Yes, the namesake of my alma mater had come into his role as Ontario’s education czar claiming that education should be universal and compulsory. But according to Hunter Knight at the University of Toronto’s Ontario Institute for Studies in Education, the Common Schools Act of 1844 did not institute equality of opportunity in schooling.
Her research shows that the Act excluded at least four categories of children. Indigenous children were taken from the families and assigned to the residential system for a dozen years of hard labour and discipline – eradicating any memory of their homes, their families, their language and their cultures. Meanwhile, separate schools established in 1850 for Catholics and Protestants, excluded the children of Black families. In 1862, so-called vagrant and neglected children of the poor were streamed into industrial schools to divert them from imagined lives of crime. And in 1868, the Ryerson model sent children who were deaf or blind to schools where they learned manual trades.

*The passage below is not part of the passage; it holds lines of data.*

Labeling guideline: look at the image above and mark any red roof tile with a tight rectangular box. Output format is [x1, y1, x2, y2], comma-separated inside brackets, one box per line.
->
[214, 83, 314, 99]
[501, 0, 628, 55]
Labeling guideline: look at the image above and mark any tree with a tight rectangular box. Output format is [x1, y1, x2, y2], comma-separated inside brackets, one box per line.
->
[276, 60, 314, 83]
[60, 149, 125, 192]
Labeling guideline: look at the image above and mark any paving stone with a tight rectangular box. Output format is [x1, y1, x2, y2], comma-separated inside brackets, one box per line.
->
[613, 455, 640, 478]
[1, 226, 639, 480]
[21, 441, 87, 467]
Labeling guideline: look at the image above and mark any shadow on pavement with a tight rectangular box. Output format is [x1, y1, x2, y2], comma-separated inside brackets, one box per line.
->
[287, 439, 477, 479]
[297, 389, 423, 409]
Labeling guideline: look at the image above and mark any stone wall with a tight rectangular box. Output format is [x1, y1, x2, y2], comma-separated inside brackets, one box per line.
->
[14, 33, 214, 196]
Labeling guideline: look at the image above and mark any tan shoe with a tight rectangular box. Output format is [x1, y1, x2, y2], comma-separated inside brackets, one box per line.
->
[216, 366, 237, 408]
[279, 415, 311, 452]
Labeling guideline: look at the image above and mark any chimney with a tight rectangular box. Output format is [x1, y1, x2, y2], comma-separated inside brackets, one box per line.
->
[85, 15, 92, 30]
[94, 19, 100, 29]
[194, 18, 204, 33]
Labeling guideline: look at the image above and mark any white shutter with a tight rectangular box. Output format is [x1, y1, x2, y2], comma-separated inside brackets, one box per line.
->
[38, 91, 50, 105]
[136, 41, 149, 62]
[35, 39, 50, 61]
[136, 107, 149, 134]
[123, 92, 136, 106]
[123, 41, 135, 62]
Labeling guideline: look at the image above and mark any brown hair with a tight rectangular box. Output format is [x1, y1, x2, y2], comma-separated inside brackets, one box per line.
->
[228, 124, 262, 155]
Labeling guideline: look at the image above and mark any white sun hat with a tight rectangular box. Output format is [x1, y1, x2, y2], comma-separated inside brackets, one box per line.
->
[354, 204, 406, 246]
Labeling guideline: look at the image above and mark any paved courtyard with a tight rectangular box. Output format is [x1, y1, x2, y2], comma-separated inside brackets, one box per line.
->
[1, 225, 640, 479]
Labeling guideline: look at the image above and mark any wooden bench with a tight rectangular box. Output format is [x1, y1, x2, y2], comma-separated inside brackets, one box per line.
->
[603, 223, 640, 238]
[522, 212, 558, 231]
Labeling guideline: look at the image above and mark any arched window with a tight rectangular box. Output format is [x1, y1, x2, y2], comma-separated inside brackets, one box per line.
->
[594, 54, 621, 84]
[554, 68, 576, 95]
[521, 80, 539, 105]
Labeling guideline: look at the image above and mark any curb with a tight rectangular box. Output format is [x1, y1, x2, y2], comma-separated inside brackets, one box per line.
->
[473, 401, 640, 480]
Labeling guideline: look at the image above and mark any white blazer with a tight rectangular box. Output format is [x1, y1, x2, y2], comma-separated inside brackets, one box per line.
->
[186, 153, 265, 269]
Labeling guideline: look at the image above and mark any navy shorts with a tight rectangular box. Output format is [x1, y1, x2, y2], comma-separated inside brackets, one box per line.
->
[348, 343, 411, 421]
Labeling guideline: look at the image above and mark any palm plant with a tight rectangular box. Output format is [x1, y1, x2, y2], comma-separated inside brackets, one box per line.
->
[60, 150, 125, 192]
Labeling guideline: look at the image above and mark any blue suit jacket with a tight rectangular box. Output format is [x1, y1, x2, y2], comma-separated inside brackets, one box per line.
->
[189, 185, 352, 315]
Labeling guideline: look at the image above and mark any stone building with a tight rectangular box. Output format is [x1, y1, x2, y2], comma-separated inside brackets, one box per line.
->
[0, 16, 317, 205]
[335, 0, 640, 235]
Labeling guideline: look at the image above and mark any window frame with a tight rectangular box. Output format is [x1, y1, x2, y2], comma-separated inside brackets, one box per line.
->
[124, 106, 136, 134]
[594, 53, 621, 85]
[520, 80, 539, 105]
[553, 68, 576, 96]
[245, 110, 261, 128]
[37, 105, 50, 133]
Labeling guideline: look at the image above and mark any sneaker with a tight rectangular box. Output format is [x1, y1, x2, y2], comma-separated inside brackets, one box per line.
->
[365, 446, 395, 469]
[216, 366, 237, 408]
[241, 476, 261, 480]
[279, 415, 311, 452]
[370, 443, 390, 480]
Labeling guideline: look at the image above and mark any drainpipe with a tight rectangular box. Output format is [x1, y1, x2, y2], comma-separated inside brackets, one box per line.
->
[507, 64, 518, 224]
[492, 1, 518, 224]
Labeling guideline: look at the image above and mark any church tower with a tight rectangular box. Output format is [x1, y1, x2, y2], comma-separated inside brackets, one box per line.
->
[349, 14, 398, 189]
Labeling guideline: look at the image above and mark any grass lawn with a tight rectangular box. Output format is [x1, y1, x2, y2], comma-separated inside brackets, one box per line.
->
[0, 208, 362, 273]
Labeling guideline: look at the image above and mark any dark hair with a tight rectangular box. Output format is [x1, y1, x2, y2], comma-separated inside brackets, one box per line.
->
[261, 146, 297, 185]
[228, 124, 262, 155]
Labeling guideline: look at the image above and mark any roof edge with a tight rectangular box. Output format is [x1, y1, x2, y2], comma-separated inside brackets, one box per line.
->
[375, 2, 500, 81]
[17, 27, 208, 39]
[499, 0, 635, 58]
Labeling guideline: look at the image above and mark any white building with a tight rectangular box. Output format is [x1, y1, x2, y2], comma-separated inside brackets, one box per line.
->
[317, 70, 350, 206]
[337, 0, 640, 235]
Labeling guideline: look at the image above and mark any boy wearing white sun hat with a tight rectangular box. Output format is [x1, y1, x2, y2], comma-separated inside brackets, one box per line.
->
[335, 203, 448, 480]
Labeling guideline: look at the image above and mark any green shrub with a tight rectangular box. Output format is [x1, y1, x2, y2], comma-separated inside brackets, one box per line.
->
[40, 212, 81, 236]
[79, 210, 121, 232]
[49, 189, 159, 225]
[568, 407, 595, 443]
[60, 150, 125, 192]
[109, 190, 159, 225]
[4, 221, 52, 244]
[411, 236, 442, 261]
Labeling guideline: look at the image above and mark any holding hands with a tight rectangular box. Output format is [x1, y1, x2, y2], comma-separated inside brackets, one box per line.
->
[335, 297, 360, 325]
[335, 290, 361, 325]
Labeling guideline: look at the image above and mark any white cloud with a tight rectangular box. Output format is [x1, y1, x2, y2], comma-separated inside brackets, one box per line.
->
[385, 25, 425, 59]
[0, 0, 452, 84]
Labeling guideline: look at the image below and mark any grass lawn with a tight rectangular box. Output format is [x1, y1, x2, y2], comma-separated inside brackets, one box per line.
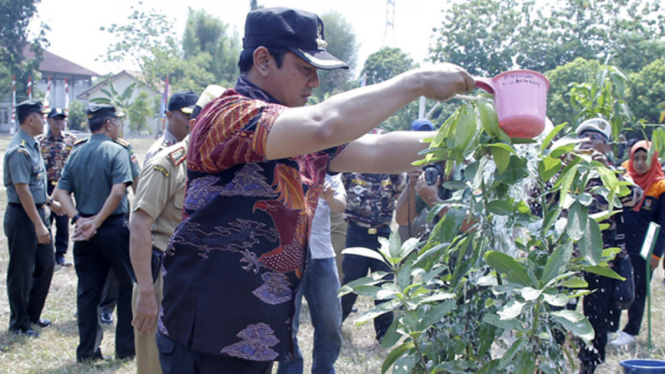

Ryerson envisioned schools as a national development program. His vision was deeply entrenched in colonial, racialized and hierarchical terms, so that Canada would “not be distanced by other countries in the race of civilization,” Ryerson wrote. Knight believes what Ryerson fashioned, however, “amounted to cultural genocide.”
But for people such as myself, who boasted proudly of his degree in broadcasting from Ryerson, there’s a deeper flaw in all this. How could we, who learned the skills of research, investigation and reporting of our world, have completely overlooked the namesake’s ulterior motives in 19th-century Canada West?
Why did none of us, trained to look past the obvious, examine the legacy of Ontario’s guru of education, the parliamentary system which gave its blessing to such marginalizing treatment? Where were our instructors, who may well have turned a blind eye to Ryerson’s colonial and racist agenda in our lectures?
As an undergrad at Ryerson, I reported in the Eyeopener, the Ryerson newspaper. Not once did I consider the history of my school’s founder. I hosted news and current affairs programs on the institution’s radio station CJRT FM and never put a mirror to Ryerson himself.
I graduated from an applied arts program, but never once applied Ryerson’s motto – Mente et artificio (with mind and skill). Questioning deaths at residential schools, exposing the abuse, critiquing the so-called public education system designed by the man embossed on my degree, never crossed my mind.
A toppled statue is the least of our worries.